She, in her place, refused him any help
With the least stiffening of her neck and silence.
She let him look, sure that he wouldn’t see,
Blind creature . . .
The gentleman character in this dialogue expresses a passionate desire to understand the struggles that his wife is facing. He has heard the silent torture pouring out from her body like the squeal of a small animal trapped and overcome by pain. He has seen the torment in her eyes as she stares out of the small, thick pained square window at the staircase’s crest of the cold country farmhouse. He has noticed how she can’t keep her eyes from fixing on the hill in the distance near their property line, and he is deeply intrigued by a welling compassion to know what has planted such a terrified look in his beloved’s eyes. He intently asks and then commands her to tell him what it is that she has been looking at. Instead of recognizing his deep concern for her, though, Amy denies his request and avoids even eye contact. She feels as though she cannot share her frustration with him on any intimate level because she can barely even stand his presence anymore. She almost despises him and thinks him to be too insensitive and dumb to grasp and identify the pain that she is experiencing. By not openly confessing her pain to him, she builds a wall between the both of them; her pride is keeping him from being able to connect with her on the personal level that he desires.

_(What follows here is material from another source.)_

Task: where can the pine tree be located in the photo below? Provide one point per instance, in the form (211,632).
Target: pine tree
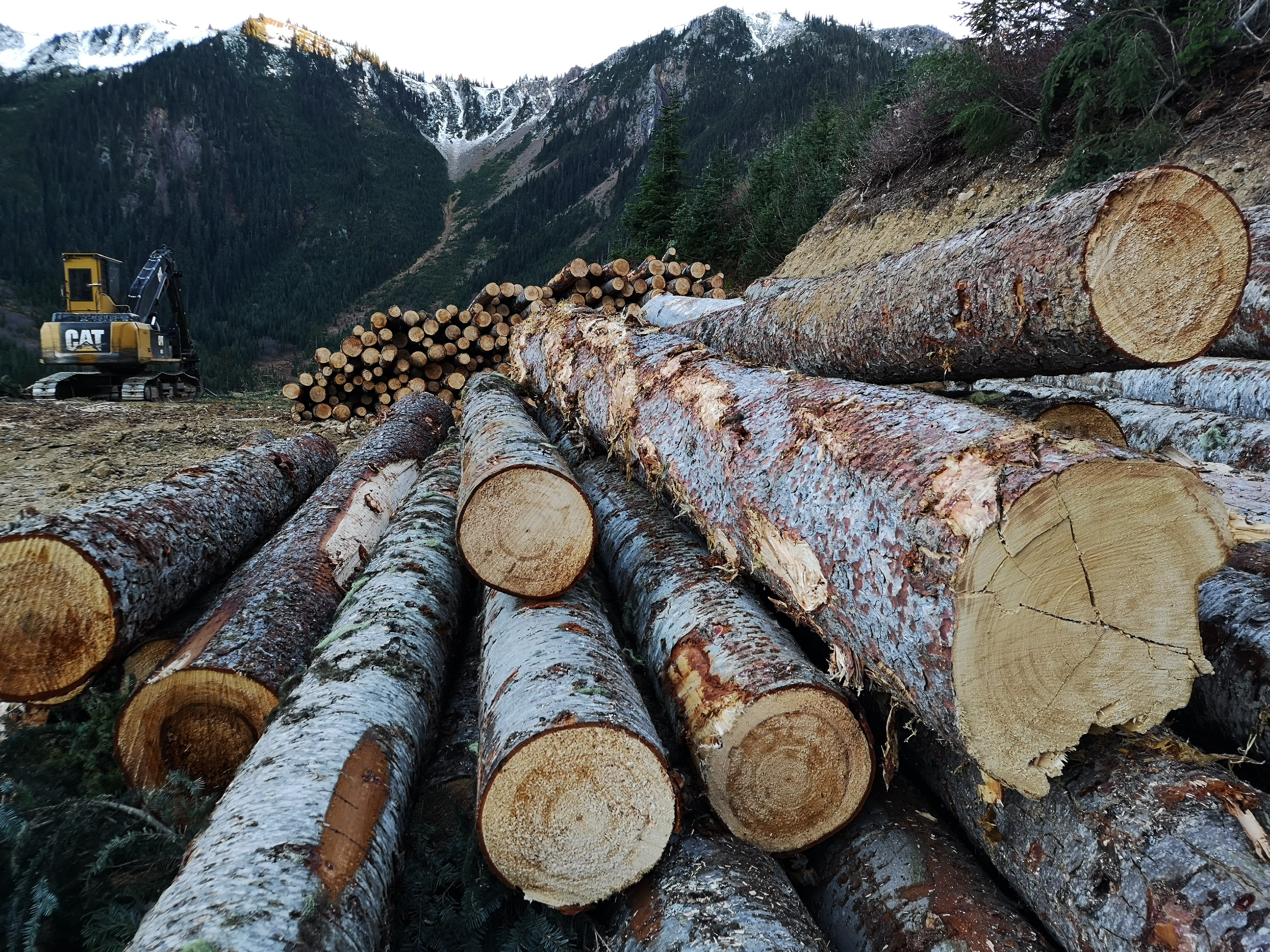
(649,217)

Amy is afraid of death and does not understand how to cope with or let go of the feelings that she is experiencing. Her husband (whose name we have not yet been told) is frustrated that Amy cannot rely on the love they have between them to lift her above her pain and fear; he thinks that she has drawn out this grieving period considerably too long and believes her to be over-reacting (like she often does). He says to her,
“I do think, though, you overdo it a little.
What was it brought you up to think it the thing
To take your mother-loss of a first child
So inconsolably—in the face of love.
You’d think his memory might be satisfied—“
Amy, highly frustrated at this accusation, believes his confession to be unjustly pointing fingers at her self-perceived right to hold on to her grief, and (for a moment) she almost breaks down, professing,
“You can’t because you don’t know how to speak.

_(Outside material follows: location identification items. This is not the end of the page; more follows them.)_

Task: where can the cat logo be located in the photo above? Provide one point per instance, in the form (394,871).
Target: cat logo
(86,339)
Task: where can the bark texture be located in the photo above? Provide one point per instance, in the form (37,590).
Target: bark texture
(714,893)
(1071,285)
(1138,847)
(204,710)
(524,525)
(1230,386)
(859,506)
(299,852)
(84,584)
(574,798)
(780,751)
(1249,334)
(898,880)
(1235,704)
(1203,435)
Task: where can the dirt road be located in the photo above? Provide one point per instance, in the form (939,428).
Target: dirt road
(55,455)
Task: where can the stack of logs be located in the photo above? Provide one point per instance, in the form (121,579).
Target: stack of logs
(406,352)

If you had any feelings, you that dug
With your own hand—how could you? —his little grave;
I saw you from that very window there, . . .
I thought, who is that man? I didn’t know you.”
Amy goes on to describe a moment she witnessed the day that her child was buried that has unsettled her so much. She confesses how she had spied on her husband, after he had come in from digging the hole that their baby would lie in. And she shares the terrible experiences that have left her so disturbed:
“You could sit there with the stains on your shoes
Of the fresh earth from your baby’s grave
And talk about your everyday concerns.”
“I can repeat the very words you were saying:
‘Three foggy mornings and one rainy day
Will rot the best birch fence a man can build.’
Think of it, talk like that at such a time!
What had how long it takes a birch to rot
To do with what was in the darkened parlor?”
Amy, more than slightly confused by the “strength” of her husband to not openly and explicitly grieve at the death of their very young son, can no longer see her partner as a stronghold. He is a creature, a monster, and she is not sure how it is that she can live with him. She abhors his very sight and is quite possibly sickened by his presence. This, we can assume, is the driving force that sends her fleeing out of the house and catapults her into the arms of her family. Amy cannot relate to her husband because she cannot understand her husband. Partly due to her fear of death, Amy cannot fathom how quickly he has removed himself from his grief, and the only explanation that her mind can offer is a portrait painted of this man that hurls him into the category of an un-feeling sub-human.
Sadly enough, our young couple never does work through their situation. There is no happy ending to appease our romantic ideals (and rightly so) of new love. Amy walks out on her husband, unmoved by his efforts to control her by command, and ends all further communication with the loud slamming of a heavy door (which is, ironically enough, communication in itself). The argument between this couple is left open ended, because Frost knows himself that there is never a quick fix to adversity in love. The trials that our young couple is facing are only the beginning of their long journey into a hopeful old age together. They will be torn apart by such arguments again and again as they learn to love and live with each other. And if they persevere, refusing to throw in the towel, they will in the end be fused together by a bond that is almost impossible to break. Marriage is a gift and a trial consecrated by God; a husband and a wife must learn to sometimes wade in the mud before they can journey up their mountain.